Collective Permute Long Tail on trn1.32xlarge

zhdllwyc commented 1 month ago

I am launching nccl.collective_permute on a trn1.32xlarge. Within the workload, each neuron core sends data to neighboring worker following a pre-specified topology. However, some of the workers experience extremely long duration (0.2 ms) whereas most of the workers has a duration of 0.014 ms.

Below is a screen shot of the profiling result of worker 1 (0.014 ms duration). Screenshot from 2024-10-04 10-46-41

Below is the screen shot of the profiling result of worker 0 (abnormal 0.2 ms duration): Screenshot from 2024-10-04 10-46-51

The source code is:

import torch
import torch.nn as nn
import torch_xla.core.xla_model as xm

from neuronx_distributed.parallel_layers.parallel_state import (
    get_tensor_model_parallel_size,
    get_tensor_model_parallel_group,
    get_tensor_model_parallel_rank,
)

from neuronx_distributed.trace import parallel_model_trace, parallel_model_save

import torch.nn.functional as F

import neuronxcc.nki.language as nl
import neuronxcc.nki.nccl as nccl
import neuronxcc.nki.isa as nisa
from neuronxcc.nki.language import par_dim
import numpy as np

from torch_neuronx import nki_jit

@nki_jit
def basic_collective_permute_1(in_ref, out_ref):
    h, w = in_ref.shape
    send_buf = nl.ndarray((h, w), dtype=in_ref.dtype, buffer=nl.private_hbm, name="send_buf")
    recv_buf = nl.ndarray((h, w), dtype=in_ref.dtype, buffer=nl.private_hbm, name="recv_buf")

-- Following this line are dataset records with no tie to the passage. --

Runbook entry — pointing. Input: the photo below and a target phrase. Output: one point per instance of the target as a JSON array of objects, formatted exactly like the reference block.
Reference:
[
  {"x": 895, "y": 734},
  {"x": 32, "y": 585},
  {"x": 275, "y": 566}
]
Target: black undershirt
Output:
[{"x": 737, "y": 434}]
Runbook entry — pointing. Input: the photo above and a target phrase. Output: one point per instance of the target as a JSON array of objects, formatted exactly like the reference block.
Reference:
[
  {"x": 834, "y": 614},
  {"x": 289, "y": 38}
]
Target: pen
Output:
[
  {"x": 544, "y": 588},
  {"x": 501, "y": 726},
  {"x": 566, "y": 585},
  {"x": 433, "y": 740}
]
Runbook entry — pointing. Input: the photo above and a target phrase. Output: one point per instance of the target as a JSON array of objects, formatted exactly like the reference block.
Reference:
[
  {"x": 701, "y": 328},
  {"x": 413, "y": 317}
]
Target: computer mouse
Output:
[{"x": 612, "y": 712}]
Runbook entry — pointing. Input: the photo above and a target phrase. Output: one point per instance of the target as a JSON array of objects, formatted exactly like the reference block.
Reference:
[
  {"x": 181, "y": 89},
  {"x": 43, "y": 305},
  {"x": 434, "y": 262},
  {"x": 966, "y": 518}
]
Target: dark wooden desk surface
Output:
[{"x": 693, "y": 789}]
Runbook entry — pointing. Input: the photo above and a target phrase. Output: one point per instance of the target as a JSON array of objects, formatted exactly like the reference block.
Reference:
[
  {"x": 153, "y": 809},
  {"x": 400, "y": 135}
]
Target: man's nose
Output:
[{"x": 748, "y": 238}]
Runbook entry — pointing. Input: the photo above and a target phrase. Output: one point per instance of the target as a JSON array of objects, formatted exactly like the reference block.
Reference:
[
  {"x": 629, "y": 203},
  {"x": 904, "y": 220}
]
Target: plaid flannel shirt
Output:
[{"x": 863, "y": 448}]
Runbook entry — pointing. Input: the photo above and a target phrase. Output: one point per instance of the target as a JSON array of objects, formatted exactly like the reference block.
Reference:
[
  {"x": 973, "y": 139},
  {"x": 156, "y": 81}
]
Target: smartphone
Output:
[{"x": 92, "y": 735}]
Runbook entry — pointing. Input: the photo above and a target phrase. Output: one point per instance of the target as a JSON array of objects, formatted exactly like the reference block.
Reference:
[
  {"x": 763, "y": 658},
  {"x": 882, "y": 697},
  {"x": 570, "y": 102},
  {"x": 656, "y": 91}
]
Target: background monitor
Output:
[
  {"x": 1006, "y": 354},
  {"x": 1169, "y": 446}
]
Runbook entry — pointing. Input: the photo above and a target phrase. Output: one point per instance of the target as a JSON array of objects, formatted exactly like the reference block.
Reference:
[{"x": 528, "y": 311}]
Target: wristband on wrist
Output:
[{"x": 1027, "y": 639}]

    ip_send_buf, if_send_buf = nl.mgrid[0:h, 0:w]

    nisa._tiled_offloaded_memcpy(src=in_ref[ip_send_buf, if_send_buf], dst=send_buf[ip_send_buf, if_send_buf])

    nccl.collective_permute(src=send_buf[:, :], dst=recv_buf[:, :],
                            replica_groups=[[0, 1], [1, 2], [2, 3], [3, 10], [10, 11], [11, 18], [18, 19], [19, 26], [26, 27], [27, 28], [28, 29], [29, 4], [4, 5], [5, 12], [12, 13], [13, 20], [20, 21], [21, 22], [22, 23], [23, 30], [30, 31], [31, 6], [6, 7], [7, 14], [14, 15], [15, 8], [8, 9], [9, 16], [16, 17], [17, 24], [24, 25], [25, 0]])

    nisa._tiled_offloaded_memcpy(src=recv_buf[ip_send_buf, if_send_buf], dst=out_ref[ip_send_buf, if_send_buf])

class TestModule(nn.Module):
    def __init__(self):
        super().__init__()

    def forward(self, q):
        h = q.shape[0]
        w = q.shape[1]

        output = torch.zeros((h, w), dtype=q.dtype, device=q.device)
        basic_collective_permute_1(q, output)
        return output

def get_model():
    # parallel_model_trace needs a function that returns a Model and a dictionary of states.
    # See details at:
    # https://awsdocs-neuron.readthedocs-hosted.com/en/latest/libraries/neuronx-distributed/api_guide.html#model-trace
    return TestModule(), {} # Dictionary of states

def run_test_module(q):

    input = (q,)

    traced_model = parallel_model_trace(
        get_model,
        input,
        tp_degree=32,
        compiler_workdir='./compile_cache',
        compiler_args=None,
        max_parallel_compilations=8,
    )
    parallel_model_save(traced_model, "./saved_model/")

    result = traced_model(q)
    return result

def main():

    h, w = 128, 4096 

    q = torch.ones([h, w], dtype=torch.bfloat16)
    result = run_test_module(q)

    print(result)

    golden = torch.ones((h, w), dtype=torch.bfloat16)
    assert(torch.allclose(result, golden))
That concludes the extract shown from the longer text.